For people injured through no fault of their own whilst on private land by an uninsured driver then this new decision is excellent news. Previously, a claim would have been brought against the driver of the vehicle or, in some circumstances, against their employer. The only way the injured person would be able to get compensation would be if the guilty party had enough money to pay. Now, thanks to this ruling, a claim could be brought against the Motor Insurers’ Bureau (the MIB) under the Uninsured Drivers Agreement.

If the claim was successful then the claim would be paid in full by the MIB.

So now, if you have suffered injury due to a vehicle on private land: be it a Segway, golf buggy or ride-on lawnmower, then your position to make a claim has never been stronger.

The reach of this case could be very large. A recent Government consultation has noted that this decision could affect people injured by e-bikes, all types of mobility scooter and fairground rides like dodgems. It may also affect the commercial vehicles used on building sites and warehouses like: fork-lift trucks, dumper trucks and quad bikes.

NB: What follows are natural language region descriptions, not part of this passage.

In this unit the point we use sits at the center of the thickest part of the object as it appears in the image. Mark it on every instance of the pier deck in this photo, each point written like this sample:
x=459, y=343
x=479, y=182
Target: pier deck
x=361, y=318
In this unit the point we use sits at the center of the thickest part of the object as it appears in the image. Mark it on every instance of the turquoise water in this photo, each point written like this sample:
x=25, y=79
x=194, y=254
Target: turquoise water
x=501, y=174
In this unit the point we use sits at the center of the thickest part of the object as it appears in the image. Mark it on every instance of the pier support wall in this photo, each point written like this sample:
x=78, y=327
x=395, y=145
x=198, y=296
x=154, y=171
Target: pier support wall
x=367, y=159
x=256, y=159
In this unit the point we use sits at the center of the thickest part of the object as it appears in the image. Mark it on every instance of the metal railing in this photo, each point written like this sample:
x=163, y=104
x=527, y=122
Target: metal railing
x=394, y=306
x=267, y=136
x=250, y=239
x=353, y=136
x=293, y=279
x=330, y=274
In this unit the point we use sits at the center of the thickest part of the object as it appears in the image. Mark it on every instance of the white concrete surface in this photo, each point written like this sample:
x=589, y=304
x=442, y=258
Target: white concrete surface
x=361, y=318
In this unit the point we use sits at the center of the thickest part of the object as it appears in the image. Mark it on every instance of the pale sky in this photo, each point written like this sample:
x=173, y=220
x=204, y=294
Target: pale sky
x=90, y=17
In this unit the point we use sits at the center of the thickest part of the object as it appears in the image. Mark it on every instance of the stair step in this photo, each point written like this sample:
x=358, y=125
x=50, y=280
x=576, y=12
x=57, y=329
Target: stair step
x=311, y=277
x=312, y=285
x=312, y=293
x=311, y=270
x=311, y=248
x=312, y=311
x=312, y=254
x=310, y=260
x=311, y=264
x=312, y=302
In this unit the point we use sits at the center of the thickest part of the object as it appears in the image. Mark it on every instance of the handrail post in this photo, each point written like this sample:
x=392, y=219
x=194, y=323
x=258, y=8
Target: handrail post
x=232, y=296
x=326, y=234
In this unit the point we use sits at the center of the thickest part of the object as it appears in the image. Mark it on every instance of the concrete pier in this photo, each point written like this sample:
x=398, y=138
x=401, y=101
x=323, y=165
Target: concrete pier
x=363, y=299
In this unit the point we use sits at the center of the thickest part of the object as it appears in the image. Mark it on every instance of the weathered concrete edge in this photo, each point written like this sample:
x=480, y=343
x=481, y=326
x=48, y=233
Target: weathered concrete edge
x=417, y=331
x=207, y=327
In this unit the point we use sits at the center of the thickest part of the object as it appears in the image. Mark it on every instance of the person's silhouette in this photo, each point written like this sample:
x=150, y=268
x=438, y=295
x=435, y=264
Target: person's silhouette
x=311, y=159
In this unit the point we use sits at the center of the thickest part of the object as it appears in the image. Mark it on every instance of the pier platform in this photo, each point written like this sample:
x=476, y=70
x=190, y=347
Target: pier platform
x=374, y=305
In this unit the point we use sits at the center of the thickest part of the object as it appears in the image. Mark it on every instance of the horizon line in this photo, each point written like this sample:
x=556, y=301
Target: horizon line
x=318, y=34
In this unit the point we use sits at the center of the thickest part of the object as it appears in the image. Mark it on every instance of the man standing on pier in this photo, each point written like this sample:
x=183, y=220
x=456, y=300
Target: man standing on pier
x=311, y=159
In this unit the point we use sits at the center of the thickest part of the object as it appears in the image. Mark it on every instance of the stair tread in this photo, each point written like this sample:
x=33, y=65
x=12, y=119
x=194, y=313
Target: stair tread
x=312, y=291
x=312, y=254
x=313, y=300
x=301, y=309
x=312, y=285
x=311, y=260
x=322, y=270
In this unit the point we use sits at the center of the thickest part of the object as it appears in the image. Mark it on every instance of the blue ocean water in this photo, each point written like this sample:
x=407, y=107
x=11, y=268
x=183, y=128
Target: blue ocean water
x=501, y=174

Whilst many of these vehicle should be insured already under existing public liability insurance, if the owner has failed to do so then under this ruling the MIB may be obliged pay out when people or companies can’t. This is excellent news for the injured person. They no longer have to worry about the person who caused the injury being able to afford to pay up for injuries that they have caused.

The Government’s Department for Transport who are responsible for the MIB and the Uninsured Drivers Agreement has not yet confirmed its position in relation to the Vnuk case and the impact that it will on claims for compensation against the MIB. As a result of this and Britain’s changing relationship with the European Union the position may change soon.